# Frage: Wasserlinsen - Fluch oder Segen!?



## Zacky (20. Juli 2014)

Hallo.

Ich habe nun seit einigen Wochen __ Wasserlinsen auf dem Teich. Wie ich mir diese in den Teich geholt habe, kann ich nicht genau sagen, denke aber, dass es von den jährlichen Entenbesuch enigetragen wurde.

Die Wasserlinsen werden aber von Tag zu Tag mehr, schwimmen bereits in der Vorfilterkammer und der Skimmer saugt sie auch nur noch schwer von der Teichoberfläche, da viele natürlich in den Pflanzzonen fest hängen.

Das potenziell positive Wachstum beziehe ich mal auf einen zu hohen Nährstoffgehalt!? Richtig!? Ist es dann gut oder eher schlecht, dass sich die Linsen so schön vermehren!? Wirken diese sich positiv oder negativ aus? Muss ich was gegen diese Linsen tun?

Danke


----------



## Michael der 2. (20. Juli 2014)

Hi

Ich habe auch ein paar __ Wasserlinsen. Es sind aber wirklich nur wenige, die vereinzelt am Ufer schwimmen. Im ersten Jahr habe ich sie radikal entfernt und es sind immer wieder welche aufgetaucht. Das hab ich gemacht, weil man eben schon sehr viel darüber lesen kann. Dieses Jahr hab ich keine raus gefischt. Die Plage ist ausgeblieben und ich kann auch nicht wirklich sagen, dass sie sich vermehrt haben.
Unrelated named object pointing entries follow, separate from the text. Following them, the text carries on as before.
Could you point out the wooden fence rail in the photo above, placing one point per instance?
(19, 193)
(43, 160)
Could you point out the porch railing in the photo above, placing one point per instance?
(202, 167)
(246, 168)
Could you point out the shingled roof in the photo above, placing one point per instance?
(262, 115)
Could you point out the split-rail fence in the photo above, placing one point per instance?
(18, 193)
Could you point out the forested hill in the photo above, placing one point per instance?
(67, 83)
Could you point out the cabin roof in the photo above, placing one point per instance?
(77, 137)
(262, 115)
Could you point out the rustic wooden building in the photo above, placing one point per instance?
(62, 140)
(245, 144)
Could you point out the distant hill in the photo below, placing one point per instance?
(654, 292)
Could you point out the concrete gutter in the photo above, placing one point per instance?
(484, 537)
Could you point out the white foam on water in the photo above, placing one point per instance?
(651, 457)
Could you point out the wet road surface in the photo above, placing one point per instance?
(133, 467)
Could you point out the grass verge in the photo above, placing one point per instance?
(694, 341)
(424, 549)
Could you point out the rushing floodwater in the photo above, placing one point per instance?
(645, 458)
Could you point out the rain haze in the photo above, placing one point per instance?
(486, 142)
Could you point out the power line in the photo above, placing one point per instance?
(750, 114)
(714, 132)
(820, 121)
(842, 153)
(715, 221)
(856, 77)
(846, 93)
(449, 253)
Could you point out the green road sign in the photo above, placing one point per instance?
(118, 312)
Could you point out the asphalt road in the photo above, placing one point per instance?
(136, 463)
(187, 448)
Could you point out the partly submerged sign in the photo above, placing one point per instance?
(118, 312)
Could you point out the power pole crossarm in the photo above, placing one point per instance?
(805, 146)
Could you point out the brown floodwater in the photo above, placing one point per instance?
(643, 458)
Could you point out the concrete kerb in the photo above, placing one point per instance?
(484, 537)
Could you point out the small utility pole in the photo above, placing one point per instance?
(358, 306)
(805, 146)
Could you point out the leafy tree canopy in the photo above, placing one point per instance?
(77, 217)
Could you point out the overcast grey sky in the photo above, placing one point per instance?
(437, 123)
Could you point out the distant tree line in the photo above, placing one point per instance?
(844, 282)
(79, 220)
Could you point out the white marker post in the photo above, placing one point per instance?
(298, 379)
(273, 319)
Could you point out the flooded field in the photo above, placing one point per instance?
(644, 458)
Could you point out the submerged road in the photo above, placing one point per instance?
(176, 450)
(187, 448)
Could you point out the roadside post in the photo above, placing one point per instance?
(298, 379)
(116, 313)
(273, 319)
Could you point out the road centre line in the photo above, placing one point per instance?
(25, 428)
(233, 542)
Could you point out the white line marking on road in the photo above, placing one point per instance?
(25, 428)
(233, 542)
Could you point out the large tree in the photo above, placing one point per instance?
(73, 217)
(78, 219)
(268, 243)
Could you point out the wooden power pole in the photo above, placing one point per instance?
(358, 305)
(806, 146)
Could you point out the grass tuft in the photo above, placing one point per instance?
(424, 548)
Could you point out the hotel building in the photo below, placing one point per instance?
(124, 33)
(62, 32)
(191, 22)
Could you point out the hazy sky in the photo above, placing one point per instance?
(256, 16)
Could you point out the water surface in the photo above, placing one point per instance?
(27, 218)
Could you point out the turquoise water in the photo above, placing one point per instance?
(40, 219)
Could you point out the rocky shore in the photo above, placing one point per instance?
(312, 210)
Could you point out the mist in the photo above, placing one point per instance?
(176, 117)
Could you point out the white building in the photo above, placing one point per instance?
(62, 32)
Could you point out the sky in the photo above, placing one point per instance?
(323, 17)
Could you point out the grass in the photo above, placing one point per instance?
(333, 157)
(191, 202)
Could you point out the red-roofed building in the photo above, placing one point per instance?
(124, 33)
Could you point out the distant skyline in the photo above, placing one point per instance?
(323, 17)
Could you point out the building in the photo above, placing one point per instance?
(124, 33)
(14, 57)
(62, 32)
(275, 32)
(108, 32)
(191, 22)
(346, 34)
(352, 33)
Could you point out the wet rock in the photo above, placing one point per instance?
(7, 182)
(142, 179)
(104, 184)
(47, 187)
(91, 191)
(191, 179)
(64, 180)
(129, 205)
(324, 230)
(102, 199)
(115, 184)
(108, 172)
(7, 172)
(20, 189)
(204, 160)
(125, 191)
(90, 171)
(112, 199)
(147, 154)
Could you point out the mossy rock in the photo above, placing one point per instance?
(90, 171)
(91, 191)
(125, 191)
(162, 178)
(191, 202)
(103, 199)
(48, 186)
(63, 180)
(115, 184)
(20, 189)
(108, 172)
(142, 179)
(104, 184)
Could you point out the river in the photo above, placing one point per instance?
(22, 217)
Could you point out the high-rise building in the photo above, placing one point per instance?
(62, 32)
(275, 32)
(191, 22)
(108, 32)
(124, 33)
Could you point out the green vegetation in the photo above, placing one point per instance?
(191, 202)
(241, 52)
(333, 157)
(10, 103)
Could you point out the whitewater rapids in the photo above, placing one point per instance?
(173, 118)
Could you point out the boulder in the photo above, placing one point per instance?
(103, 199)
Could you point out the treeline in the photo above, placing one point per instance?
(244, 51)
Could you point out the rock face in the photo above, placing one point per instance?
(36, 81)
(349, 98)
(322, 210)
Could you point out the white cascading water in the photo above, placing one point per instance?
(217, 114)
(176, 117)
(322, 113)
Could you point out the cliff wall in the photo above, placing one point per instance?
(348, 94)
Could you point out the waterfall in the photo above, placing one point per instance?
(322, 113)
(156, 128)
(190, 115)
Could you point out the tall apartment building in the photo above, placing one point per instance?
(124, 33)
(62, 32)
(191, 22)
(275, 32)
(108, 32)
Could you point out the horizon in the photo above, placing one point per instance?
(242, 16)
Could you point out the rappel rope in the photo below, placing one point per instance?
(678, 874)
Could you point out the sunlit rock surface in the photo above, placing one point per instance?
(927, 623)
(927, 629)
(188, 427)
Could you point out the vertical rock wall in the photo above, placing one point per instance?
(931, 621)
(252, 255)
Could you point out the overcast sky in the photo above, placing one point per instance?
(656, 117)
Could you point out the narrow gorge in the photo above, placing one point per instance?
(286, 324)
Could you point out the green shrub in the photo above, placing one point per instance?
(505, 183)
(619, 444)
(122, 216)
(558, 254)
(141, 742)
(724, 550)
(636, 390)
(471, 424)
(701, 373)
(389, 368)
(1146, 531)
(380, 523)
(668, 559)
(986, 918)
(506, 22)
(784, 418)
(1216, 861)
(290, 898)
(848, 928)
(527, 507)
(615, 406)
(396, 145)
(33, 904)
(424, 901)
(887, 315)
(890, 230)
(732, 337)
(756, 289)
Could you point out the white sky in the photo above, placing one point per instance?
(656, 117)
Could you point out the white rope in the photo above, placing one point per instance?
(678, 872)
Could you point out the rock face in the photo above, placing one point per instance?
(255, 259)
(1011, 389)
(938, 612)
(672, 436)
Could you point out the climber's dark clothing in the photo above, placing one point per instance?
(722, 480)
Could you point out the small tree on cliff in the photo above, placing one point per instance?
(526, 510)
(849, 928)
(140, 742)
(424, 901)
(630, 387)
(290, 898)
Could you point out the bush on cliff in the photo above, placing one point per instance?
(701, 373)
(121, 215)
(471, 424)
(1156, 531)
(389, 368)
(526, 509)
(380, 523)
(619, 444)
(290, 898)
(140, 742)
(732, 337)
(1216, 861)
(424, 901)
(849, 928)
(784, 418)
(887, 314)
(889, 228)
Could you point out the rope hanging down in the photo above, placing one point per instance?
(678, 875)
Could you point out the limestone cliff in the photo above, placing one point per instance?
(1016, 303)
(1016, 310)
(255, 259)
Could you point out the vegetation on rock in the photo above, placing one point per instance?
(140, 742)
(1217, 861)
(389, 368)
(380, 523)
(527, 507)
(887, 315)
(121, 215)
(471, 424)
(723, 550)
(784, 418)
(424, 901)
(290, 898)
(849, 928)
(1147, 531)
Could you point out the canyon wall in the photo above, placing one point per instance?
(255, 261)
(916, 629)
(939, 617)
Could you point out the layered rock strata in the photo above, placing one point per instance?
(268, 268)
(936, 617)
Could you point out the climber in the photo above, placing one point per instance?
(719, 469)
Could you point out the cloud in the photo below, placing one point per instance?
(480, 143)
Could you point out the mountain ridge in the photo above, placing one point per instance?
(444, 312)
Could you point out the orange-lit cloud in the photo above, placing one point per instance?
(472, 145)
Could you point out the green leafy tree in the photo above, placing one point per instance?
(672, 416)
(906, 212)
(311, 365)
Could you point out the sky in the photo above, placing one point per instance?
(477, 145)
Ich denke du hast auch überhaupt keine Wahl. Die restlos zu entfernen ist einfach unmöglich, zumal eine dichte Bepflanzung das schon schwer macht, wie du ja schon festgestellt hast. Ich denke ohne Nährstoffe würden sie ja nicht wachsen. Ich würde es so handhaben, dass alles was zu viel ist einfach weg kommt. Ich finde sie eigentlich gar nicht so schlimm. Wenn man so ein paar Fotos anschaut ist es eigentlich recht nett anzusehen, wenn die Röhrichte etc davon umgeben sind und mal einen kleinen Teppich bilden. Hab aber auch schon Fotos gesehen, wo man überhaupt kein Wasser mehr gesehen hat. Das wäre mir auch zu viel. Da du ja durch den Skimmer sicherlich den Großteil ansaugst, würde ich einfach diese entfernen und den Rest musst du wohl oder übel einfach akzeptieren.
Ich hätte gegen einen kleinen Bestand jedenfalls nichts einzuwenden, zumal ein Überschuss ja wirklich sehr leicht zu entfernen ist. Ein Teichbild mit Wasserlinsen hat mMn etwas natürliches an sich.

Grüße Michael


----------



## koifischfan (20. Juli 2014)

Ich hole mir jedes Jahr immer ein paar Kilo, wenn das Wasser mächtig grün ist, so wie jetzt.
Zuerst wächst alles und die Fische nehmen sich ihren Teil. Gibt es für die Lemna Minor keine Nahrung mehr, werden sie sichtlich weniger. Werden die Blätter dann schon gelb, keschere ich den Rest raus. Ich komme bei mir aber auch an jede Stelle ran. Kescher plus Stiel macht eine Reichweite von 3 Metern.


----------



## jolantha (20. Juli 2014)

koifischfan schrieb:


> Ich hole mir jedes Jahr immer ein paar Kilo, wenn das Wasser mächtig grün ist, so wie jetzt.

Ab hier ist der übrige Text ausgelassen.